From January 20, 2001, to October 28, 2005, Libby served as assistant to the president, chief of staff to the vice president, and assistant to the vice president for national security affairs. After the indictment was released to the public, Libby resigned his position in the White House.

On November 3, 2005, I. Lewis "Scooter" Libby entered a not guilty plea in front of U.S. District Judge Reggie Walton, a former prosecutor who has spent two decades as a judge in the nation's capital.

==United States v. Libby==

===The second grand jury===
The first grand jury's term expired on October 28, the day it indicted Libby. On November 18, 2005, Fitzgerald submitted new court papers indicating that he would use a new grand jury to assist him in his ongoing investigation. The use of a new grand jury could indicate that additional evidence or charges are coming, but experienced federal prosecutors cautioned against reading too much into Fitzgerald's disclosure:

"It could just mean that the prosecutor needs the powers of the grand jury" to further his investigation and make a final determination whether to charge, said Dan French, a former federal prosecutor now representing a witness in the inquiry.

"One of the greatest powers of the grand jury is the ability to subpoena witnesses ... and Fitzgerald may want that authority to pursue additional questions", French said. He might also need subpoenas to obtain documents, telephone records and executive branch agency security logs.

After a six-week break, special prosecutor Patrick J. Fitzgerald presented information to a new grand jury on December 8, 2005.

===Court proceedings===
Due to the huge amount of classified material that had been requested by Libby's defense, David Corn speculated that Libby was using Graymail as defense tactic. Libby had added the graymail expert John D. Cline to his defense team.

In December 2005, Patrick Fitzgerald responded to a motion by Dow Jones & Company, Inc., to unseal all or part of the redacted portion of a United States Court of Appeals for the District of Columbia opinion issued on February 15, 2005. The opinion pertained to oral arguments held on December 8, 2004. The opinion of the court was released on February 3, 2006, to the public. It states:

As to the leaks' harmfulness, although the record omits specifics about Plame's work, it appears to confirm, as alleged in the public record and reported in the press, that she worked for the CIA in some unusual capacity relating to counterproliferation. Addressing deficiencies of proof regarding the Intelligence Identities Protection Act, the special counsel refers to Plame as "a person whose identity the CIA was making specific efforts to conceal and who had carried out covert work overseas within the last 5 years" — representations I trust the special counsel would not make without support. (8/27/04 Aff. at 28 n.15.)

On January 31, 2006, letters exchanged between Libby's lawyers and Fitzgerald's office concerning matters of discovery were released to the public. Reportedly, Fitzgerald states:

A formal assessment has not been done of the damage caused by the disclosure of Valerie Wilson's status as a CIA employee, and thus we possess no such document. In any event, we would not view an assessment of the damage caused by the disclosure as relevant to the issue of whether or not Mr.
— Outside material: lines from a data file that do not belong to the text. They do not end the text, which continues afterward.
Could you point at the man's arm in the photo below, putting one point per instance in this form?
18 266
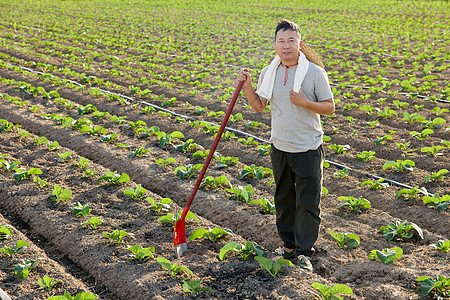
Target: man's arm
255 102
325 107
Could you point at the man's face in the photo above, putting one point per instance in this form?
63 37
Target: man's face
287 45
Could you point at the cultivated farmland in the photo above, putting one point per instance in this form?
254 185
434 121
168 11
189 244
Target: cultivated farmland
108 109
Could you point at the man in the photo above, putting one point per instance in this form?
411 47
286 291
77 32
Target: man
299 92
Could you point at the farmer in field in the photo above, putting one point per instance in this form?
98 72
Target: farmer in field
299 92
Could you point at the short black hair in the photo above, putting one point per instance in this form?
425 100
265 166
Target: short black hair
285 25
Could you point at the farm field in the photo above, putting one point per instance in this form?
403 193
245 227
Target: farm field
94 90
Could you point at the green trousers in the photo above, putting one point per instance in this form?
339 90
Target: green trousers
298 179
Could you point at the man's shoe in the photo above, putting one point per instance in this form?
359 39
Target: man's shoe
304 263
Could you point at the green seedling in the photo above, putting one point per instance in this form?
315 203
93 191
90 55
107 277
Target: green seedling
354 204
83 163
188 146
162 205
273 268
114 178
174 269
109 138
135 194
421 135
53 146
93 222
117 235
140 152
60 194
435 176
171 219
399 165
23 269
24 175
376 185
440 286
441 203
409 194
241 193
140 253
48 283
386 256
366 155
215 183
5 232
401 230
165 162
255 172
165 138
226 161
245 251
81 210
339 149
442 245
188 171
40 140
16 249
63 157
79 296
210 234
330 293
266 206
41 183
345 240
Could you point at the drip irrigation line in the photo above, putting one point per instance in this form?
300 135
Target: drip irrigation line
338 165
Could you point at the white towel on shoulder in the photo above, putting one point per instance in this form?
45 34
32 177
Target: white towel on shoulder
266 88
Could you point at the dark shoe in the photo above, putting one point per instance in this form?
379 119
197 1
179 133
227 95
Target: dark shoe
304 263
286 254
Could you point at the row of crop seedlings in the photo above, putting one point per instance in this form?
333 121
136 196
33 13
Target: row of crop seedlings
142 131
399 231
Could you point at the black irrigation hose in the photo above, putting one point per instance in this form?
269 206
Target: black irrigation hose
340 166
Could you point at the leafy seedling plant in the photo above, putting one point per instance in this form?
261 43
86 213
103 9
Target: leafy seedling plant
255 172
386 256
60 194
113 178
324 292
266 206
81 210
354 204
162 205
79 296
135 194
241 193
117 235
410 194
48 283
210 234
273 268
5 232
23 269
435 176
19 247
245 251
401 230
93 222
345 240
140 253
440 286
441 203
442 245
174 269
Libby intentionally lied when he made the statements and gave the grand jury testimony which the grand jury alleged was false.

On March 17, 2006, Patrick Fitzgerald filed the government's response to a motion by Scooter Libby's defense team to dismiss the indictments.

On April 5, 2006, Patrick Fitzgerald filed the government's response to a motion by Scooter Libby's defense team on issues of discovery. On April 12, 2006, Fitzgerald issued a correction to some of the information in the government's motion. In the memo, he writes:

Nor would such documents of the CIA, NSC and the State Department place in context the importance of the conversations in which defendant participated. Defendant's participation in a critical conversation with Judith Miller on July 8 (discussed further below) occurred only after the Vice President advised defendant that the president specifically had authorized defendant to disclose certain information in the NIE. Defendant testified that the circumstances of his conversation with reporter Miller — getting approval from the president through the vice president to discuss material that would be classified but for that approval — were unique in his recollection. Defendant further testified that on July 12, 2003, he was specifically directed by the Vice President to speak to the press in place of Cathie Martin (then the communications person for the Vice President) regarding the NIE and Wilson. Defendant was instructed to provide what was for him an extremely rare "on the record" statement, and to provide "background" and "deep background" statements, and to provide information contained in a document defendant understood to be the cable authored by Mr. Wilson. During the conversations that followed on July 12, defendant discussed Ms. Wilson's employment with both Matthew Cooper (for the first time) and Judith Miller (for the third time). Even if someone else in some other agency thought that the controversy about Mr. Wilson and/or his wife was a trifle, that person's state of mind would be irrelevant to the importance and focus defendant placed on the matter and the importance he attached to the surrounding conversations he was directed to engage in by the Vice President.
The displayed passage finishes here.